Fernando Álvarez – Ossorio
Y me lo pregunto porque, aún imaginando que sabe y mucho, no sabemos cuánto ni qué ni si sabe algo que no sepamos ya los demás. No tomen estas dudas como remedo de la crítica facilona, en estos días muy en boga, que dice que si tanto sabe ya hubiera podido haber hecho algo. A lo mejor, respondo a esos críticos, precisamente porque entonces sabía y ahora sabe es por lo que el Gobierno ha actuado como lo ha hecho durante estos años, lo que es lo mismo que reconocer que por más que supiese poco más se podía hacer. Yo no tengo dudas de que Rubalcaba sabe. Como el valor en la mili, no dudo en suponerle sabiduría a los candidatos a presidir el Gobierno.
Por eso la campaña de presentación del candidato del PSOE no me gusta o, mejor dicho, no creo que sea la más acertada. Y Rajoy, ¿sabe o no sabe? Imagino igualmente que sabe, pero si les soy franco no es ésta una verdad que me provoque consuelo. En cualquier caso, gustándome como me gustan estas cosas de la política, me pongo en el pellejo de los publicistas encargados de realizar la campaña de imagen de los candidatos y comprendo las dificultades con las que se encuentran. En medio de un gran crack, superior al de 1929, ¿cuál es la mejor forma de presentar a un candidato en la actual coyuntura?

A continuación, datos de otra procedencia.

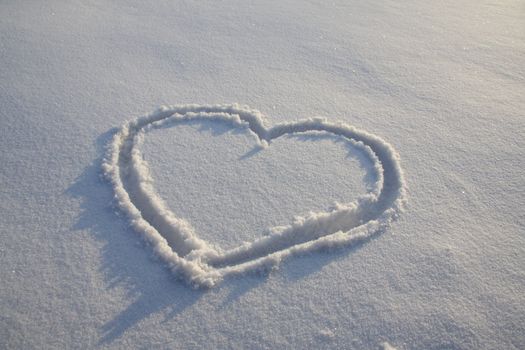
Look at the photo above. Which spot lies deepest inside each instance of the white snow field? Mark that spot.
(375, 201)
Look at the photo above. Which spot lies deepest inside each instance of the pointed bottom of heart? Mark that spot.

La respuesta no es fácil y, sea cual sea la decisión que finalmente se tome, será un campo minado para la crítica colectiva. Una vez los ciudadanos han descubierto que la solución a la crisis no depende de nosotros y que por tanto nuestros políticos asumen una responsabilidad sin poder real, ¿qué tipo de liderazgo busca la sociedad? ¿Un cirujano con mano de hierro? ¿Un compañero leal para un penoso viaje? ¿Un optimista crónico experto en otear luces en un inacabable túnel? ¿Un sincero predicador? ¿De todo un poco? Elijan o aporten más perfiles, como quieran.
Saben, claro que saben. Pero saber es un prerrequisito para ser alternativa política en la sociedad. Lo importante viene después: para qué se sabe, qué se propone, cuál es el objetivo, por qué camino se va tirar. Y es de esto último de lo que hay muy poco o casi nada. No hay plan, nadie parece tener un plan serio, una alternativa esperanzadora. Bueno sí, hay uno: esperar hasta que escampe, que es lo mismo que rezar para quedarnos como estamos.
Y mientras Europa se hace bilingüe, pues habla exclusivamente en francés y alemán, el castellano es ya sólo un grito de auxilio para que no se nos deje caer. Por su parte, el debate patrio es de lo más interesante. Llevamos no sé cuántas semanas –perdidas- discutiendo sobre la reactivación del impuesto de patrimonio con una virulencia extraordinaria. De guiarnos por lo que nuestros políticos dicen parecería que la solución a la crisis depende de un impuesto que, a la postre, nos va a dar mil millones de euros (algo es algo).
Quede claro, no obstante, que me parece muy bien que se le recupere, máxime cuando vivo en un país donde a los ricos ya no les presumo ni su patriotismo ni su inteligencia (les recuerdo que en Francia y Alemania las grandes fortunas han pedido pagar más impuestos). Sin embargo, coincidirán conmigo en que si lo que se quiere es recaudar más y de forma constitucionalmente justa –pagando más el que más tiene- lo que habría que hacer es proceder a una profunda reforma del sistema tributario.
Pero para esto no hay plan o, si lo hay, sólo se apunta tímidamente no vaya ser que las grandes fortunas busquen otros paraísos más cálidos y baratos.
En fin, que por lo menos saben, que ya es algo si les sirve para entender lo que está pasando. Mucho peor sería descubrir a posteriori que sólo saben que no saben nada. Una actitud muy griega, por cierto.